1. Can all the versions of the algorithm (Strategy) really share the same interface? What are the differences between them, and how can I resolve them in such a way that they all can be used in the same way?
2. How will the Context object obtain an instance of a Strategy implementation to delegate to?
3. How often and under what circumstances will the particular Strategy implementation the client is using change?
1. Each time the request is called?
2. Each time the Context is instantiated?
3. Each time the application is loaded?
4. Each time the application is installed?

### Options in implementation

1. Will the Client hand in a Strategy implementation each time it interacts with the Context?
2. Will an object factory be used?
3. If an object factory is used, will the Client or the Context interact with the factory?
4. Will there be a factory that builds the Context, and hands the Strategy in via its constructor?

Strategy w/Factory, Client uses the factory

Strategy w/Factory, Context uses the factory

Strategy with Context built by a factory

Building the Context or the Strategy with a factory creates less dynamisms, but also more encapsulation. Another version of the pattern, specific to .Net generics, is also non-dynamic but may have performance benefits. See Strategy with .Net Generics.

## Consequent Forces

### Testing issues

The Strategy implementations can each be tested on its own, but a Mock object should be used to test the Context object. The Mock will take the place of a Strategy implementation and will allow the test to observe the interaction between the Context and the Strategy abstraction.
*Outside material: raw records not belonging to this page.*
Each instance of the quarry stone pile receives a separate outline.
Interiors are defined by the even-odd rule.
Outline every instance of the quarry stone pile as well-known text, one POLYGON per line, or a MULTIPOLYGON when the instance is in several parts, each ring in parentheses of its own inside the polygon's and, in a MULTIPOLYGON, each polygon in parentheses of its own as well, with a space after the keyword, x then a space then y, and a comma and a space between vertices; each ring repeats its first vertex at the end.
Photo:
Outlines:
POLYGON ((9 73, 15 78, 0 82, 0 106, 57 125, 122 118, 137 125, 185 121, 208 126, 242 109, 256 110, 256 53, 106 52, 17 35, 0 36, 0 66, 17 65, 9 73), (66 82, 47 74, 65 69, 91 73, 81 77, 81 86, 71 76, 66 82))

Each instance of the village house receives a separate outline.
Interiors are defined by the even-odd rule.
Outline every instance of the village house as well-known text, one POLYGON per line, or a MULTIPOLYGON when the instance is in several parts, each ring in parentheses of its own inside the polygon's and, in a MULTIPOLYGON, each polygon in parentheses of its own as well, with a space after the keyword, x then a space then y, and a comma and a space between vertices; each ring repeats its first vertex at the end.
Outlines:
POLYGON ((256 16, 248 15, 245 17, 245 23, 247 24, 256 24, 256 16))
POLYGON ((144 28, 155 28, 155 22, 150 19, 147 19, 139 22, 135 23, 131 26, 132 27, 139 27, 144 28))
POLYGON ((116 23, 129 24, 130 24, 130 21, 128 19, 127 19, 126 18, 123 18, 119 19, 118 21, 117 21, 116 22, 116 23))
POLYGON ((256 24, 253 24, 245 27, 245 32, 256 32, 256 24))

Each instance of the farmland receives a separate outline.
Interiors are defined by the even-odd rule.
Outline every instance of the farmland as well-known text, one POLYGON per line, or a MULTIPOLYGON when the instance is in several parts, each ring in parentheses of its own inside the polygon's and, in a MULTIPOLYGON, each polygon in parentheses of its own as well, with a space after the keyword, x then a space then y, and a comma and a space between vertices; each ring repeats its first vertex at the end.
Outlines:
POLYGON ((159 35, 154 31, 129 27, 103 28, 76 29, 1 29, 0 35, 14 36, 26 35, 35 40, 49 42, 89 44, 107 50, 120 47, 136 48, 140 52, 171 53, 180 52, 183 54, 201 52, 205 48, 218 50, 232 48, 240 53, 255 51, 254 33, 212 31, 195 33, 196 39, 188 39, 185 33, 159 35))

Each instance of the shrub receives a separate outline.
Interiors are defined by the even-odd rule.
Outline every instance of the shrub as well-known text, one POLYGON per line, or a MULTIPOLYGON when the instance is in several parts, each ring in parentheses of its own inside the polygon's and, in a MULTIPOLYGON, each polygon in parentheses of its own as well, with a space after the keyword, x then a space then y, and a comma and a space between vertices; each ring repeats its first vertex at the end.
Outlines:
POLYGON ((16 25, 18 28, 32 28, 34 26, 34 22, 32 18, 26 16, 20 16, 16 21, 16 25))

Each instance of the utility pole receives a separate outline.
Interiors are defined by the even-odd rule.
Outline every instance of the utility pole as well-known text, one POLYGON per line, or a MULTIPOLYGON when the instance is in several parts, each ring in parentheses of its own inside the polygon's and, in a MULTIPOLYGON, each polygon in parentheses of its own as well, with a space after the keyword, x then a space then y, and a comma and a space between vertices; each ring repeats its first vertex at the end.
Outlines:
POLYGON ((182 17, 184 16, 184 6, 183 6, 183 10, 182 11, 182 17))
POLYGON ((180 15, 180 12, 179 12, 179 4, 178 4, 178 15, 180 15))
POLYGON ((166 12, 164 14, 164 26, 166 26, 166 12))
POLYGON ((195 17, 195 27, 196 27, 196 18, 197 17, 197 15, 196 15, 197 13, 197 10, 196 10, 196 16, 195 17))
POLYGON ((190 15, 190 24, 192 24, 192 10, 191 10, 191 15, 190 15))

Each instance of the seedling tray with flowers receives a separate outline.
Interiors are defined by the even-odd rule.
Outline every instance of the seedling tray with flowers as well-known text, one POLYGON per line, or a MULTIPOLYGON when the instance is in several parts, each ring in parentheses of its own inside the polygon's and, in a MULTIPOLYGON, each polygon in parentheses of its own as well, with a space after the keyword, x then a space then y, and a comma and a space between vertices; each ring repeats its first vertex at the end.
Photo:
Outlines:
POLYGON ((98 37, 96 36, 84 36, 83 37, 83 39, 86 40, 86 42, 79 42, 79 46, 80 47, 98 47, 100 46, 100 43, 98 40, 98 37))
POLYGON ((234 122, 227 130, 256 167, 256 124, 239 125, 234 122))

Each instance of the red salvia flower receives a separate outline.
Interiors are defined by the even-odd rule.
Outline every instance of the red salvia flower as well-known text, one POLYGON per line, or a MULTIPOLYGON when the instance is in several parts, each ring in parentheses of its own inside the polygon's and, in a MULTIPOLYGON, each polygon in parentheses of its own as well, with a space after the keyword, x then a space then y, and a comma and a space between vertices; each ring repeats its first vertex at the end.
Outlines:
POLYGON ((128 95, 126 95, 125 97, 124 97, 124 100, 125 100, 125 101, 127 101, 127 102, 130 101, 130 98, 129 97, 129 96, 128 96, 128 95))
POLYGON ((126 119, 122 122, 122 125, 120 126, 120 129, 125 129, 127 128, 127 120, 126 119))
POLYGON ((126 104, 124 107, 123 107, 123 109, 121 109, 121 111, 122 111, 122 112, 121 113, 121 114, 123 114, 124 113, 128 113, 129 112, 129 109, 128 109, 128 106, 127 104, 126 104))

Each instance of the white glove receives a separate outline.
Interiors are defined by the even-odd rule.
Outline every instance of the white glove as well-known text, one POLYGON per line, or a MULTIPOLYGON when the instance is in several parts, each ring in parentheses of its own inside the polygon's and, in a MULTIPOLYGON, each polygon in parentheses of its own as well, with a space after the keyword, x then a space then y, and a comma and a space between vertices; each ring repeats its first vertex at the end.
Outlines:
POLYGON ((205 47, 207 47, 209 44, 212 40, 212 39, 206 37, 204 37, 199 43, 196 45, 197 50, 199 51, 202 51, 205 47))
### Cost-Benefit (gain-loss)

1. The Context and the Strategy objects will tend toward strong cohesion.
2. The Context object is decoupled from the particular Strategy implementations, and therefore we are free to add new implementations or remove existing implementations without this affecting the Context. The issue is open-closed.
3. The algorithm provided by the Strategy object must be publicly available, since it is in a separate object. If it were left as code within the Context object it could be private (encapsulated), but once it is "pulled out" into the Strategy, this is not possible.
4. The algorithm cannot directly access the state of the Context object. Any state needed by the algorithm must be "passed in" via parameters and any effect that should propagate back to the Context must be returned. This decouples them and makes testing easier, but it can lead to a very broad interface on the Strategy abstraction, which can reduce its reusability.
5. More classes are needed when compared to a simple procedural solution within Context (branching logic).
6. The delegation from the context to the Strategy object introduces a small degradation in performance.